A trip to Build a Bear is a birthday treat that has been bestowed upon all of my boys around their third or fourth birthday. For those who have yet to enjoy the pleasure this is an emporium devoted to extracting cash from indulgent relatives in return for stuffed animals and their essential accessories such as high heels, hot pants and One Direction sound boxes.
Today was the twins' turn and their indulgent grandma and I set out to furnish them with their very own tailor made teddies. This was the cause of much excitement as they leapt from bed screeching that today they were going to 'Buildy Bear Workshop', many times, at the top of their voices. Once I had finally calmed them down sufficiently to stuff them into their clothes we made our way to the shop in Covent Garden.
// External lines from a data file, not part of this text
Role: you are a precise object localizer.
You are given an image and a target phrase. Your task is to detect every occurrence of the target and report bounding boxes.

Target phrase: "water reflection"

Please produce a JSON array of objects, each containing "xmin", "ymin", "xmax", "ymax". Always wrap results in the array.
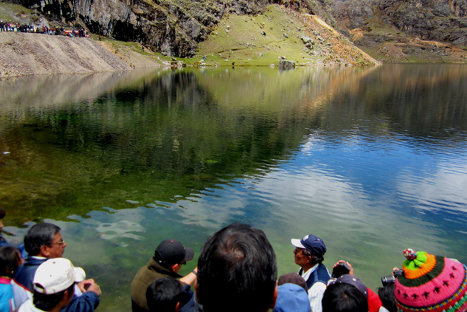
[{"xmin": 0, "ymin": 65, "xmax": 467, "ymax": 311}]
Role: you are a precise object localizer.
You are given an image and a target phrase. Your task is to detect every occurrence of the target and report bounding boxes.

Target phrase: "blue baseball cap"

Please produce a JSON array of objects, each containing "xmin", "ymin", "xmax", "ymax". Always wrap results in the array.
[{"xmin": 290, "ymin": 234, "xmax": 326, "ymax": 256}]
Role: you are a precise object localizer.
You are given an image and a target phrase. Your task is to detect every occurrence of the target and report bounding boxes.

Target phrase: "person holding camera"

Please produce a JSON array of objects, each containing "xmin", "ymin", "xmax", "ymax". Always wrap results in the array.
[
  {"xmin": 290, "ymin": 234, "xmax": 331, "ymax": 312},
  {"xmin": 328, "ymin": 260, "xmax": 387, "ymax": 312}
]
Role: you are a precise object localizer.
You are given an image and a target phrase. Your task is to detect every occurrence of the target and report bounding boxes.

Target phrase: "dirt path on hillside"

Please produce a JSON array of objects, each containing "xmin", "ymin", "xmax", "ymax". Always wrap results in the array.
[{"xmin": 0, "ymin": 32, "xmax": 160, "ymax": 78}]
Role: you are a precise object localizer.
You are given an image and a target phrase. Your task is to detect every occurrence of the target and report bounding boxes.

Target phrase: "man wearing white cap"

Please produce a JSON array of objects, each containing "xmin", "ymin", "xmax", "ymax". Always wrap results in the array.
[
  {"xmin": 290, "ymin": 234, "xmax": 330, "ymax": 312},
  {"xmin": 18, "ymin": 258, "xmax": 101, "ymax": 312}
]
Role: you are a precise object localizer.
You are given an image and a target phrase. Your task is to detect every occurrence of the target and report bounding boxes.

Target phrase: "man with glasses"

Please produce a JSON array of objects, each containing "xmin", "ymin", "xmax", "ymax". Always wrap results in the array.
[
  {"xmin": 11, "ymin": 222, "xmax": 101, "ymax": 311},
  {"xmin": 291, "ymin": 234, "xmax": 330, "ymax": 312},
  {"xmin": 131, "ymin": 239, "xmax": 197, "ymax": 312}
]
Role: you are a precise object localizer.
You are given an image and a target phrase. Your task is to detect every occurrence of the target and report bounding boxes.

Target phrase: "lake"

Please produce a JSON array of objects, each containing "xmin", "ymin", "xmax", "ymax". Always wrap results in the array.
[{"xmin": 0, "ymin": 65, "xmax": 467, "ymax": 311}]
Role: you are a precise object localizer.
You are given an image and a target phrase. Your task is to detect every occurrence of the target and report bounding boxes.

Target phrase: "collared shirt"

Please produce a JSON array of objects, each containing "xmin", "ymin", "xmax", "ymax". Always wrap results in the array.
[{"xmin": 301, "ymin": 263, "xmax": 326, "ymax": 312}]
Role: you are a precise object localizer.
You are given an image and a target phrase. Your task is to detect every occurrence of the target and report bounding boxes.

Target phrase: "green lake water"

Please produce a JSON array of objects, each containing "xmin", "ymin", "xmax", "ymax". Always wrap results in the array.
[{"xmin": 0, "ymin": 65, "xmax": 467, "ymax": 311}]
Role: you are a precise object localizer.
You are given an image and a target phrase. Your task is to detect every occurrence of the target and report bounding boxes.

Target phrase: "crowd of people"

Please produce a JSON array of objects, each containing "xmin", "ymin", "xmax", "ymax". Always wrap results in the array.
[
  {"xmin": 0, "ymin": 21, "xmax": 88, "ymax": 37},
  {"xmin": 0, "ymin": 208, "xmax": 467, "ymax": 312}
]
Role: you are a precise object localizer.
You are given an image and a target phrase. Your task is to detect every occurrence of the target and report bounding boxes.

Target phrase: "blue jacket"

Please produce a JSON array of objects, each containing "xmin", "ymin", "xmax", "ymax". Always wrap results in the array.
[
  {"xmin": 60, "ymin": 291, "xmax": 99, "ymax": 312},
  {"xmin": 0, "ymin": 276, "xmax": 15, "ymax": 312}
]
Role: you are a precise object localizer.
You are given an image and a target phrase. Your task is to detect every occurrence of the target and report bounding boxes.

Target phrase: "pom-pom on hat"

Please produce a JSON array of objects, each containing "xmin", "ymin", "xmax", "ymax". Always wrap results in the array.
[{"xmin": 394, "ymin": 249, "xmax": 467, "ymax": 312}]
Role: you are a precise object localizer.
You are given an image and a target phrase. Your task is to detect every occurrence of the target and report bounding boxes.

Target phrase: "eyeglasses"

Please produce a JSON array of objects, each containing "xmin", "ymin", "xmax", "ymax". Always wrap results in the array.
[{"xmin": 50, "ymin": 239, "xmax": 65, "ymax": 245}]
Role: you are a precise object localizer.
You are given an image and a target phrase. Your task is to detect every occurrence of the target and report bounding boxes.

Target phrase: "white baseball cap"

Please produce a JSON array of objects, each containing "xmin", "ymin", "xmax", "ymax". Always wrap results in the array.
[{"xmin": 33, "ymin": 258, "xmax": 86, "ymax": 295}]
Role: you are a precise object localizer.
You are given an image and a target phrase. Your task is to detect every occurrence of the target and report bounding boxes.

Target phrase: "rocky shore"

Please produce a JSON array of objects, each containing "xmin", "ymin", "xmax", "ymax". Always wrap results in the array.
[{"xmin": 0, "ymin": 32, "xmax": 161, "ymax": 78}]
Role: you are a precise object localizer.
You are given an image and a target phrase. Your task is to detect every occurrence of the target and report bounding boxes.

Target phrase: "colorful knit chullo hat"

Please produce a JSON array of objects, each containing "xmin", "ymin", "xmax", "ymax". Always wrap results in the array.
[{"xmin": 394, "ymin": 249, "xmax": 467, "ymax": 312}]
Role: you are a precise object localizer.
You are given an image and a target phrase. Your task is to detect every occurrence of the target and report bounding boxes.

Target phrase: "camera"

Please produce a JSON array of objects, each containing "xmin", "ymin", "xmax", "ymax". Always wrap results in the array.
[
  {"xmin": 381, "ymin": 270, "xmax": 403, "ymax": 286},
  {"xmin": 332, "ymin": 262, "xmax": 350, "ymax": 278},
  {"xmin": 381, "ymin": 275, "xmax": 396, "ymax": 286}
]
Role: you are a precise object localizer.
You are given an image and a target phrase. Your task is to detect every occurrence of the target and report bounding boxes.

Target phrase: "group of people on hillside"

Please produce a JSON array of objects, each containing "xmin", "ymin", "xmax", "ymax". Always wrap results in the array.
[
  {"xmin": 0, "ymin": 21, "xmax": 87, "ymax": 37},
  {"xmin": 0, "ymin": 209, "xmax": 467, "ymax": 312}
]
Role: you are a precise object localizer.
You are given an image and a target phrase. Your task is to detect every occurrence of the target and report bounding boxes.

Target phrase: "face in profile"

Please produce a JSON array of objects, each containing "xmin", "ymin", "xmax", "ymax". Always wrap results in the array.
[{"xmin": 45, "ymin": 232, "xmax": 66, "ymax": 258}]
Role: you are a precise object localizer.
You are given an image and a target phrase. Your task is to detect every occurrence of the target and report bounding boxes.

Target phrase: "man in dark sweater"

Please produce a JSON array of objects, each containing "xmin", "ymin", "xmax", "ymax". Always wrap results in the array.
[
  {"xmin": 12, "ymin": 222, "xmax": 101, "ymax": 312},
  {"xmin": 131, "ymin": 239, "xmax": 197, "ymax": 312},
  {"xmin": 291, "ymin": 234, "xmax": 330, "ymax": 312}
]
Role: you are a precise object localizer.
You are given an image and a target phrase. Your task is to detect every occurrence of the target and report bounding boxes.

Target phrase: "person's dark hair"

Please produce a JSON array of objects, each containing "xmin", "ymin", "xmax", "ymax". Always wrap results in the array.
[
  {"xmin": 378, "ymin": 284, "xmax": 397, "ymax": 312},
  {"xmin": 32, "ymin": 283, "xmax": 75, "ymax": 311},
  {"xmin": 303, "ymin": 248, "xmax": 324, "ymax": 263},
  {"xmin": 146, "ymin": 277, "xmax": 190, "ymax": 311},
  {"xmin": 197, "ymin": 223, "xmax": 277, "ymax": 312},
  {"xmin": 24, "ymin": 223, "xmax": 60, "ymax": 256},
  {"xmin": 0, "ymin": 246, "xmax": 21, "ymax": 277},
  {"xmin": 321, "ymin": 283, "xmax": 368, "ymax": 312}
]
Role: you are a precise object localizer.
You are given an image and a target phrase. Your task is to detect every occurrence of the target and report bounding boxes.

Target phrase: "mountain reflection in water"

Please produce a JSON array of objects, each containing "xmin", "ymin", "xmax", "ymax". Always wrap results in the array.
[{"xmin": 0, "ymin": 65, "xmax": 467, "ymax": 311}]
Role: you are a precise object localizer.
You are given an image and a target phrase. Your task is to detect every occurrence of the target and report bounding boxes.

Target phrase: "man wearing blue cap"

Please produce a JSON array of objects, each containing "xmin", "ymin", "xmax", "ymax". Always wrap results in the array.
[
  {"xmin": 131, "ymin": 239, "xmax": 197, "ymax": 312},
  {"xmin": 290, "ymin": 234, "xmax": 331, "ymax": 312}
]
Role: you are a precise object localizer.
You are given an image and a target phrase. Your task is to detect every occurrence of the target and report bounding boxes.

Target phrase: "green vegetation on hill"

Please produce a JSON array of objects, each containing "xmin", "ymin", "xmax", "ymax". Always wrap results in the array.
[{"xmin": 193, "ymin": 5, "xmax": 378, "ymax": 66}]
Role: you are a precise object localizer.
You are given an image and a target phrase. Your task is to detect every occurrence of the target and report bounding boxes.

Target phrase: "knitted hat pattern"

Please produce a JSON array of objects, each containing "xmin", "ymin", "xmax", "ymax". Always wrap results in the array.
[{"xmin": 394, "ymin": 249, "xmax": 467, "ymax": 312}]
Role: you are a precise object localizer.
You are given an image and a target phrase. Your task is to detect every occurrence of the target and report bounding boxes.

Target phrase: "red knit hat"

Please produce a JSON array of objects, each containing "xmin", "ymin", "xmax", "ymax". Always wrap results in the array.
[{"xmin": 394, "ymin": 249, "xmax": 467, "ymax": 312}]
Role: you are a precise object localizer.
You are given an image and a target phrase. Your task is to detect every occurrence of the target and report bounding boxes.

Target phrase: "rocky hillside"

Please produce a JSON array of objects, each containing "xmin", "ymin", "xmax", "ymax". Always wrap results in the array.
[
  {"xmin": 1, "ymin": 0, "xmax": 467, "ymax": 63},
  {"xmin": 331, "ymin": 0, "xmax": 467, "ymax": 62}
]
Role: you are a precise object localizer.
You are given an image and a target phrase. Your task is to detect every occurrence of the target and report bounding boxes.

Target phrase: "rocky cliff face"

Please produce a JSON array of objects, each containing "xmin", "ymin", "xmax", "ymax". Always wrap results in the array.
[
  {"xmin": 13, "ymin": 0, "xmax": 467, "ymax": 59},
  {"xmin": 25, "ymin": 0, "xmax": 274, "ymax": 57},
  {"xmin": 332, "ymin": 0, "xmax": 467, "ymax": 46},
  {"xmin": 14, "ymin": 0, "xmax": 332, "ymax": 57},
  {"xmin": 331, "ymin": 0, "xmax": 467, "ymax": 62}
]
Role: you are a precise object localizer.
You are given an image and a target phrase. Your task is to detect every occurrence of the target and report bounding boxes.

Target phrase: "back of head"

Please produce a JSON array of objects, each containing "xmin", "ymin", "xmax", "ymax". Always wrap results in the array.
[
  {"xmin": 24, "ymin": 222, "xmax": 60, "ymax": 256},
  {"xmin": 0, "ymin": 246, "xmax": 21, "ymax": 277},
  {"xmin": 33, "ymin": 258, "xmax": 85, "ymax": 311},
  {"xmin": 197, "ymin": 223, "xmax": 277, "ymax": 312},
  {"xmin": 146, "ymin": 277, "xmax": 190, "ymax": 311},
  {"xmin": 154, "ymin": 239, "xmax": 194, "ymax": 268},
  {"xmin": 322, "ymin": 283, "xmax": 368, "ymax": 312},
  {"xmin": 277, "ymin": 272, "xmax": 308, "ymax": 292}
]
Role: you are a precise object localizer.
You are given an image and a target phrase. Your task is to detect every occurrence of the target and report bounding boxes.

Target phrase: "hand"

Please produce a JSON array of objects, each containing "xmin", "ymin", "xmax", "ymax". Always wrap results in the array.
[{"xmin": 332, "ymin": 260, "xmax": 354, "ymax": 275}]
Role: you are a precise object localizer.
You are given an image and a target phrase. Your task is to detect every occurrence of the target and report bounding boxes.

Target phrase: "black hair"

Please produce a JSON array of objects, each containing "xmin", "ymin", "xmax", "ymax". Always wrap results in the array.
[
  {"xmin": 24, "ymin": 222, "xmax": 60, "ymax": 256},
  {"xmin": 32, "ymin": 283, "xmax": 75, "ymax": 311},
  {"xmin": 146, "ymin": 277, "xmax": 191, "ymax": 312},
  {"xmin": 197, "ymin": 223, "xmax": 277, "ymax": 312},
  {"xmin": 0, "ymin": 246, "xmax": 21, "ymax": 277},
  {"xmin": 321, "ymin": 283, "xmax": 368, "ymax": 312},
  {"xmin": 378, "ymin": 284, "xmax": 397, "ymax": 312}
]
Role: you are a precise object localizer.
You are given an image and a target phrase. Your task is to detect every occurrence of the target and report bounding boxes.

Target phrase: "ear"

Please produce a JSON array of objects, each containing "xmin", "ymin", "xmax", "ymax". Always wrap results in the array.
[
  {"xmin": 39, "ymin": 245, "xmax": 50, "ymax": 258},
  {"xmin": 271, "ymin": 281, "xmax": 279, "ymax": 309}
]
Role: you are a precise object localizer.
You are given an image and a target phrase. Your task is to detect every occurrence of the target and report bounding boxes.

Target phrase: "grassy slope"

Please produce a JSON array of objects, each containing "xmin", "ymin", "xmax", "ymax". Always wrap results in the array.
[
  {"xmin": 0, "ymin": 2, "xmax": 375, "ymax": 67},
  {"xmin": 191, "ymin": 5, "xmax": 378, "ymax": 65}
]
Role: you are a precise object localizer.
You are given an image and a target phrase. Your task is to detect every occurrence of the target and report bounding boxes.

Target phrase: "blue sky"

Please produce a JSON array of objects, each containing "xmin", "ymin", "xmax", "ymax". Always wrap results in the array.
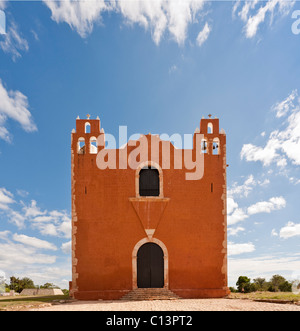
[{"xmin": 0, "ymin": 0, "xmax": 300, "ymax": 288}]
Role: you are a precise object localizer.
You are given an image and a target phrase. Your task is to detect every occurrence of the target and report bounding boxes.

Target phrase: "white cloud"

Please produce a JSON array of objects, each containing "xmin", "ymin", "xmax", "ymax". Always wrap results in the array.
[
  {"xmin": 272, "ymin": 90, "xmax": 298, "ymax": 118},
  {"xmin": 0, "ymin": 0, "xmax": 6, "ymax": 9},
  {"xmin": 61, "ymin": 240, "xmax": 72, "ymax": 254},
  {"xmin": 44, "ymin": 0, "xmax": 205, "ymax": 44},
  {"xmin": 227, "ymin": 208, "xmax": 249, "ymax": 225},
  {"xmin": 233, "ymin": 0, "xmax": 295, "ymax": 38},
  {"xmin": 228, "ymin": 175, "xmax": 270, "ymax": 197},
  {"xmin": 279, "ymin": 222, "xmax": 300, "ymax": 239},
  {"xmin": 247, "ymin": 197, "xmax": 286, "ymax": 215},
  {"xmin": 44, "ymin": 0, "xmax": 110, "ymax": 37},
  {"xmin": 228, "ymin": 226, "xmax": 245, "ymax": 236},
  {"xmin": 0, "ymin": 22, "xmax": 29, "ymax": 61},
  {"xmin": 227, "ymin": 197, "xmax": 239, "ymax": 214},
  {"xmin": 241, "ymin": 90, "xmax": 300, "ymax": 168},
  {"xmin": 13, "ymin": 233, "xmax": 57, "ymax": 251},
  {"xmin": 197, "ymin": 22, "xmax": 211, "ymax": 46},
  {"xmin": 0, "ymin": 242, "xmax": 56, "ymax": 271},
  {"xmin": 7, "ymin": 209, "xmax": 26, "ymax": 229},
  {"xmin": 0, "ymin": 79, "xmax": 37, "ymax": 142},
  {"xmin": 23, "ymin": 200, "xmax": 46, "ymax": 218},
  {"xmin": 227, "ymin": 242, "xmax": 255, "ymax": 256},
  {"xmin": 0, "ymin": 187, "xmax": 15, "ymax": 210},
  {"xmin": 228, "ymin": 255, "xmax": 300, "ymax": 285}
]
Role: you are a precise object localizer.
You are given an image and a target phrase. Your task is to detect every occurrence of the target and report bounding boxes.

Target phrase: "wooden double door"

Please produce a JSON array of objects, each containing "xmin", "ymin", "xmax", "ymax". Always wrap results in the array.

Step one of any such endeavour is to choose a bear, or other animal, to stuff. Now with small boys in tow you might imagine they would steer clear of the neon pink or sparkly species of teddy. Oh how wrong can you be.
Twin one is currently in the grip of an all-consuming obsession with polar bears so his choice was simple. Twin two selected a bear emblazoned in a 'tasteful' rainbow of pastel shades. This while the only other boy in the shop picked out a plain, workmanlike brown bear.
Onwards to pick out a soundbox to give their bears a voice. After much dickering over Cyndi Lauper's Girls just want to have fun and the aforementioned One Direction, the boys eventually opted for a saccharine American version of Happy Birthday that I already know I will want to rip from the poor bears' paws within seconds of them coming home.
Then the bears are stuffed and fluffed up to their full potential, at which point things start to get really expensive, because this is when pre-school children are let loose in a world of accessories for their bears. Imelda Marcos' would have been impressed by the range of paw sized footwear, while the range handbag and luggage options would put Louis Vuitton to shame.
Now while Mickey, the other boy in the shop, made a beeline for the extra small Arsenal kit for his bear, my sons were not to be fobbed off with something as dull and boring as a plain red and white football strip. Oh no, where would be the fun in that?
Instead they insisted on trying a whole range of sparkling dresses on their bears. After toying with a glitter pink T-shirt and tutu combo, twin two eventually fell for a plunging dress with a diamond sparkling in the deep, sequined cleavage and a layered, pastel tulle skirt. But what to go with it? We tried deep pink, sequined Ugg-style boots, silver pumps and sparkling Sketchers. But no, in the end we opted for toning rainbow sequined ballet flats. Gok would have been proud of the use of colour.
Twin two, who is usually the more manly of the two, was initially diverted by the superhero costumes for his polar bear. We browsed through Spiderman, Ironman, Darth Vader and Yoda, but the one that really caught his eye was Tinkerbell's dress in a brilliant lime green, complete with gossamer fairy wings and a wand. On it went over the bemused furry head of his bear, but it turns out that it did nothing for her.
Off it came with a dismissive flick of his tiny hand. This would not do. I scanned the rails until I alighted on a white dress with a decorative floral design on the bodice. 'Yes', my little boy squealed in delight, even better - it came with a veil. The next dilemma was the shoes - always a tricky area. The high heeled pumps he initially selected to ram over the poor bear's paws just looked cheap. Then we tried on some open toed patent sandals, but he just wasn't feeling it.
Finally he spotted some white boots with diamante detailing that set it off to a T. Add in two white bow on her ears and it was a done deal. Who said I would miss out by not having daughters? This was the sparkliest shopping trip I had ever been on, even if I did have to endure the rather pitying glances Mickey's mum threw me as we all queued up to pay.
Luckily this penchant for pink sparkles didn't come as too much of a shock as I had been softened up by my older boys, one of whom came home from Build a Bear with a pink unicorn with sparkly horn tucked into his very own pink handbag. Middle son's choice was outwardly more masculine as he opted for a brown bear dressed in jeans and a leather jacket. But when you take into account that he added on a pair of chaps and a flat, black leather cap, the final creation looked as if he would be right at home in the Village People.
It warms the cockles of my heart to know that despite the mountains of guns, stones, sticks and Lego that litter my home, my sons are clearly still in close touch with their feminine side.